Many of the questions I get asked about gardening concern watering -- how to know if a plant's being given too much or too little water, for instance. Inquirers usually want a simple answer -- "once a week" -- but it's often not that simple.
That's why, on my daily walks around Boston, I was excited to see an almost foolproof watering device. One that takes all the guesswork out of watering newly planted trees and shrubs.
A green bag showed up around the base of a young tree across the street from my house, where the city planted a replacement for a street tree that had died the year before. Then I noticed one surrounding another new tree along Mass Ave., not far from my office.
The tag said Treegator, so I came back home to look it up on the Web and find out more. Basically, this bag holds 20 gallons of water -- which you pour in once a week -- and it slowly releases it at the root system of the shrub or tree, right where it's needed.

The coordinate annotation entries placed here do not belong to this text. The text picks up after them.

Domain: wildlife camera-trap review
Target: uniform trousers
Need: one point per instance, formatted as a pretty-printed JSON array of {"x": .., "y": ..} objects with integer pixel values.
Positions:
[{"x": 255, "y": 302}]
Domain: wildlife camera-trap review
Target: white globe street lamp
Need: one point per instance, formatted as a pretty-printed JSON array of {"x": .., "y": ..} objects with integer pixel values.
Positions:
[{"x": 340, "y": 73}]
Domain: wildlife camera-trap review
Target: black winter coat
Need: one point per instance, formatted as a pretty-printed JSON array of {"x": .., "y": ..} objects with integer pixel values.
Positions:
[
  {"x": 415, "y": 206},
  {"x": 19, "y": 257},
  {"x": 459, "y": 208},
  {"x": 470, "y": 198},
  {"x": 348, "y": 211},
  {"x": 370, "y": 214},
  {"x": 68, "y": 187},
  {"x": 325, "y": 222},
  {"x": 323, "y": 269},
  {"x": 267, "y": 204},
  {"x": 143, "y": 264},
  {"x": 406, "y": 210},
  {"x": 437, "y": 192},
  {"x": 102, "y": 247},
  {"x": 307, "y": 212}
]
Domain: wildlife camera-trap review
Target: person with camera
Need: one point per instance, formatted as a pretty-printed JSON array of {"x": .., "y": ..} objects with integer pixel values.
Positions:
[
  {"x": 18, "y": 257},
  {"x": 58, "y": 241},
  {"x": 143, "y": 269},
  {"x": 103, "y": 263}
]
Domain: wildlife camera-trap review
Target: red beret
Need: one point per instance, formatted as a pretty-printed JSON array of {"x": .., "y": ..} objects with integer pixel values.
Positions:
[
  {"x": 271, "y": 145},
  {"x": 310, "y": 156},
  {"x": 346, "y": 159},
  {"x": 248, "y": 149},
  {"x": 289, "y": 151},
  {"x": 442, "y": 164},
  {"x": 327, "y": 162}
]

Brilliant! You don't have to wonder about how much more you should be watering in hot weather or what's going to happen while you're on vacation -- any neighborhood teen can fill it with a hose while you're gone.

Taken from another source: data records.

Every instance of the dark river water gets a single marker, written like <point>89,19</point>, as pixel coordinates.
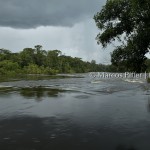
<point>75,113</point>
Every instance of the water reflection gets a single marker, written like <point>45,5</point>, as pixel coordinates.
<point>124,147</point>
<point>39,92</point>
<point>28,133</point>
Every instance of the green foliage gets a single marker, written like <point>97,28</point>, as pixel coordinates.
<point>39,61</point>
<point>129,19</point>
<point>8,67</point>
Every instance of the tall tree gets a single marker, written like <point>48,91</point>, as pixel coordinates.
<point>129,22</point>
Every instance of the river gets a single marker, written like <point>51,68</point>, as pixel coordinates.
<point>74,113</point>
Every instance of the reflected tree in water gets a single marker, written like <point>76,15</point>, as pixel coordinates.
<point>124,147</point>
<point>39,92</point>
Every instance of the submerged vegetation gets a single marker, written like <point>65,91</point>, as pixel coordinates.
<point>38,61</point>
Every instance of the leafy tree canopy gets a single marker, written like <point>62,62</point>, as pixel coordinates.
<point>129,22</point>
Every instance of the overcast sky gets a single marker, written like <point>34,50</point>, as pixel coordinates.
<point>66,25</point>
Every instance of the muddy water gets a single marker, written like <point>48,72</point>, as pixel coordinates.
<point>74,114</point>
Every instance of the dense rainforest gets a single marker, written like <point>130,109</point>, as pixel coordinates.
<point>38,61</point>
<point>128,22</point>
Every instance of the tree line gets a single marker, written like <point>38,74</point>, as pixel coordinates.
<point>127,21</point>
<point>38,61</point>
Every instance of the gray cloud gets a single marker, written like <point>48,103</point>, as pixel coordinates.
<point>34,13</point>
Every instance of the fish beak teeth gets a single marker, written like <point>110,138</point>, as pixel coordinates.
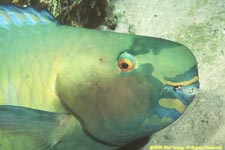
<point>189,91</point>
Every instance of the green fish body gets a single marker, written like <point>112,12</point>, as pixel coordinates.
<point>72,88</point>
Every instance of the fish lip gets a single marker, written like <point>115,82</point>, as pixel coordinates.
<point>186,93</point>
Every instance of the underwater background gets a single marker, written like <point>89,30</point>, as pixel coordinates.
<point>198,24</point>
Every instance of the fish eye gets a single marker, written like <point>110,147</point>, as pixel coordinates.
<point>126,65</point>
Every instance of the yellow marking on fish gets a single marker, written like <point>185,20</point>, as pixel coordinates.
<point>172,103</point>
<point>184,83</point>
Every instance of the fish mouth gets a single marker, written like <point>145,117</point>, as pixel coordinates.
<point>184,91</point>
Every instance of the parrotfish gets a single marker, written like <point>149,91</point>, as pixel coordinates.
<point>68,88</point>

There's also a 15-gallon model for smaller uses that's round, flat, and brown -- sorta like a big plastic doughnut. It won't call attention to itself as the taller green model will.
But I have my doubts about using the small one for street trees -- too much temptation to stomp it flat, I suspect. (At least in urban situations such as where I live.)

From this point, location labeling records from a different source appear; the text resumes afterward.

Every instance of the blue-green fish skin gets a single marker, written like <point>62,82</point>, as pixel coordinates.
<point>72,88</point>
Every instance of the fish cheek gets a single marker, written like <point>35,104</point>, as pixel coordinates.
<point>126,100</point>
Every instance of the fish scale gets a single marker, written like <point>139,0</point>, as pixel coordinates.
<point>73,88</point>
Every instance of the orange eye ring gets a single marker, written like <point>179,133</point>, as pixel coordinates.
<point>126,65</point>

Treegators are made from UV-treated polyethylene reinforced with nylon webbing. You secure the bag to the tree with the heavy duty nylon zippers on each side. You can even zip two of the 20-gallon models together for a larger tree.
It's easy to see why all this appeals to those involved in city beautification efforts. They help cut costs and o doubt ensure a higher level of success.
While I can't recommend Treegators from personal experience, I'll be watching the ones in my neighborhood to see how they perform.